One of the most important aspects of planning is the issue of trust and credibility in the S.O.S.

Trust and credibility—in the social operating system
One important aspect of the planning process is who to include in the collaboration. If the collaboration is planned with invited participants, then the organizer can invite the participants based on there interest , knowledge or wiliness. If an existing group, takes on a new goal, then the members would be in place and the focus shifts to planning the process of collaboration. If the group is open to others who might want to participate, then an open public announcement might solicit members.

Trust and credibility—in the newly formed group.
One of the most challenging issues for groups, who are newly formed, is to tackle how the members view one another. Can I trust the other individual? Is what they have to say credible? How do we form these judgments if we do not have previous knowledge or association with the members. In the past, we might have asked friends if they knew anything about the person(s) and what they thought of them. We mind also have consulted co-workers, or co-learners who see if they had collaborated with a person before the current grouping. We might also search for background information such as blog posts, co-published project reports or profiles in a social network.
Trust and credibility--among our connections. When using our social operating system we move one step beyond our own simple search of our social network, we might begin to take advantage of “social operating systems” which will show us the connections and linkages operating among any given group of co-learners, with an active past of learning and working.


Charles said...

Social operation systems (S.O.S.) and collaboration

Perhaps we can look at least three stages in the growth of S.O.S. as it relations to the planning and self-organizing of CNL.

First, as a planner or co-participant, I can mine existing digital “holding” places for liked minded digital identities. I can search through my contact list or address book, I can search through my “friends” list or my friends’ “friends” lists, photo or video display sites for liked minded digital identities, who might be interested in collaboration. I might even search for blog entries or co-authored reports to locate persons of interest.

Second, semi-intelligent agents will conduct searches and matches to reveal who you know, who might know someone who knows you, or shares an interest in constructing and “answer.

Third, new 3rd spaces can self-organize based on the spontaneous creation of communities of interest, created by the Social-operating-system matching and mining of digital beings

Finally, I think it is possible for develop guidelines for authentication within the S.O.S. in order to maximize the trust and credibility factor for the participants.

Charles said...

I wanted to call attention to using and creating electronic profiles and networks. One interesting service, site for professionals of all types is LinkedIn is an online network of more than 20 million experienced professionals from around the world, representing 150 industries.
When you join, you create a profile that summarizes your professional accomplishments. Your profile helps you find and be found by former colleagues, clients, and partners.
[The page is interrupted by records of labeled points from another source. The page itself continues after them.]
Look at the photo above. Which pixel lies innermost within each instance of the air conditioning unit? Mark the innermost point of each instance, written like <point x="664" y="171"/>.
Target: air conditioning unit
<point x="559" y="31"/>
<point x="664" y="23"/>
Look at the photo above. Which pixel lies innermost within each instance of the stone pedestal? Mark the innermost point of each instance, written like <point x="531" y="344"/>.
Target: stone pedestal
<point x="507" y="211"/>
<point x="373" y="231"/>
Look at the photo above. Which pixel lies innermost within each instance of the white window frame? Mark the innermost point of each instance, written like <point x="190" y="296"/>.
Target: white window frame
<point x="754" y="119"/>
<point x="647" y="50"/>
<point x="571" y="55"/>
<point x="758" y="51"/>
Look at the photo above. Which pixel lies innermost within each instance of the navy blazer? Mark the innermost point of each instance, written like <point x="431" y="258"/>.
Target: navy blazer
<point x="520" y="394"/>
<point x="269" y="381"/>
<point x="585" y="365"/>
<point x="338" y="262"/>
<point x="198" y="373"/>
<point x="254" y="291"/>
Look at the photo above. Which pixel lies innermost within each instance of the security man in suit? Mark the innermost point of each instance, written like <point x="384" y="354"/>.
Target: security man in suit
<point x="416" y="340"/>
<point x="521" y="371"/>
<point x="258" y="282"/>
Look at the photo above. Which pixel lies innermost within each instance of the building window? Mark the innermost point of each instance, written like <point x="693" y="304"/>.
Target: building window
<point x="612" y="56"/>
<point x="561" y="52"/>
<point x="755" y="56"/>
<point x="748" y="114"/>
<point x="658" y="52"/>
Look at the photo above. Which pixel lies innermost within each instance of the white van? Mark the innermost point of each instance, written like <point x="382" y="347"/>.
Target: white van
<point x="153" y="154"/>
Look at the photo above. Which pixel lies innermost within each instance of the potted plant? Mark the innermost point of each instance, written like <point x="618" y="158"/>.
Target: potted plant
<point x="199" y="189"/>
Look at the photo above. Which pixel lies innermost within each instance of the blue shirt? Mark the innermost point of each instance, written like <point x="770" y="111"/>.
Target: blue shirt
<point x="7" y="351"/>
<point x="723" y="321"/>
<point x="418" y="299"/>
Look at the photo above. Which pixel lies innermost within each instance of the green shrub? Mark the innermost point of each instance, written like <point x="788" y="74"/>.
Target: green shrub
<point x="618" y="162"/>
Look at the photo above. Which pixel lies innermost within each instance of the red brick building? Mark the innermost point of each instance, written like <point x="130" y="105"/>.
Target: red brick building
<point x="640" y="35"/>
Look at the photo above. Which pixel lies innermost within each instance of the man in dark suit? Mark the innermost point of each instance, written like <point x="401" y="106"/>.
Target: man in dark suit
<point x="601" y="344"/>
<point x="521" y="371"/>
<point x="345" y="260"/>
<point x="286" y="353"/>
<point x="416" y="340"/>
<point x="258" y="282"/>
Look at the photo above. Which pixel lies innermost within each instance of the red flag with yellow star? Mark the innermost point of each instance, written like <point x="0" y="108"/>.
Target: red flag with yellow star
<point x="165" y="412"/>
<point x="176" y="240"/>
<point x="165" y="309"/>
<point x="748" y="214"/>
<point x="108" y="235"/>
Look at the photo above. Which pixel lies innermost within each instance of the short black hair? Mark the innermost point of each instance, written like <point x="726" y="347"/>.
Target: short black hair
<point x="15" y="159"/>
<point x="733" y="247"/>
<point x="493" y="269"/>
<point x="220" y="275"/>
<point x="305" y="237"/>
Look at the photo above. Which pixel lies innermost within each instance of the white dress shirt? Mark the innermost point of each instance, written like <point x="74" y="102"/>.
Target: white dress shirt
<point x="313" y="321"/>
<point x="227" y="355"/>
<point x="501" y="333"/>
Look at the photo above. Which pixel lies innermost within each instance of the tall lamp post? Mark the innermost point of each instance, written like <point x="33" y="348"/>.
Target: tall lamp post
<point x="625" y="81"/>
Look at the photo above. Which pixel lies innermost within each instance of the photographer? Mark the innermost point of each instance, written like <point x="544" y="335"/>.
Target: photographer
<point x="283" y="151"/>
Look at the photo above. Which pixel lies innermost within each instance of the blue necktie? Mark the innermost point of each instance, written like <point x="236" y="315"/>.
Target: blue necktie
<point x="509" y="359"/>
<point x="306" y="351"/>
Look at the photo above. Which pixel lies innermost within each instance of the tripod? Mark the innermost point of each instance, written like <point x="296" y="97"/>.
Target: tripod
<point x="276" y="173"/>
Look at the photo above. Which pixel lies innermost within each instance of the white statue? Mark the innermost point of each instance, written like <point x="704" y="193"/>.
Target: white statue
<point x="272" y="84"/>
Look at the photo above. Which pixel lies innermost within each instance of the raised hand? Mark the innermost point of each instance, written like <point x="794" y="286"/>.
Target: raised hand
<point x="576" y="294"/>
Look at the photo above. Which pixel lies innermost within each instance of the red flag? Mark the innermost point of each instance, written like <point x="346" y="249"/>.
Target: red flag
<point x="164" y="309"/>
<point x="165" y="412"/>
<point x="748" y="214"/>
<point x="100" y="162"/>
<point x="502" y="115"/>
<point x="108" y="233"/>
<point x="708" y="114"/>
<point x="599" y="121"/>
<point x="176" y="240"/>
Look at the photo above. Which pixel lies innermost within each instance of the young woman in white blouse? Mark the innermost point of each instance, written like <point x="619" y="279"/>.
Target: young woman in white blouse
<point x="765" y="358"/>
You can add more connections by inviting trusted contacts to join LinkedIn and connect to you.
Your network consists of your connections, your connections’ connections, and the people they know, linking you to thousands of other professionals. You can start building credibility and trust instantly by being “introduced” by someone in your contact network, who also happens to be in the contact network of someone whom you might want to set up a learning-working collaboration.

Chuck said...
This comment has been removed by the author.
Chuck said...

Social Networks, Social Capitol and Social Graphs

Social networking sites(SNS) such as Friendster, MySpace, Facebook allow individuals to present themselves by creating a profile, and to establish and maintain connections to others. One has the possibility to collaborative work and learning with others who share their interest and motivations. In my mind the participation in SNS creates social capital which allows persons to draw upon the resources of other members in their network. The social graph of connections between and among different networked participants provides useful information for the formation of groups for collaboration. One can use the graphs to formulate individuals with like interests or to include those outside the immediate circle to gain access to non-redundant information, new insight or expertise critical to the learning tasks at hand.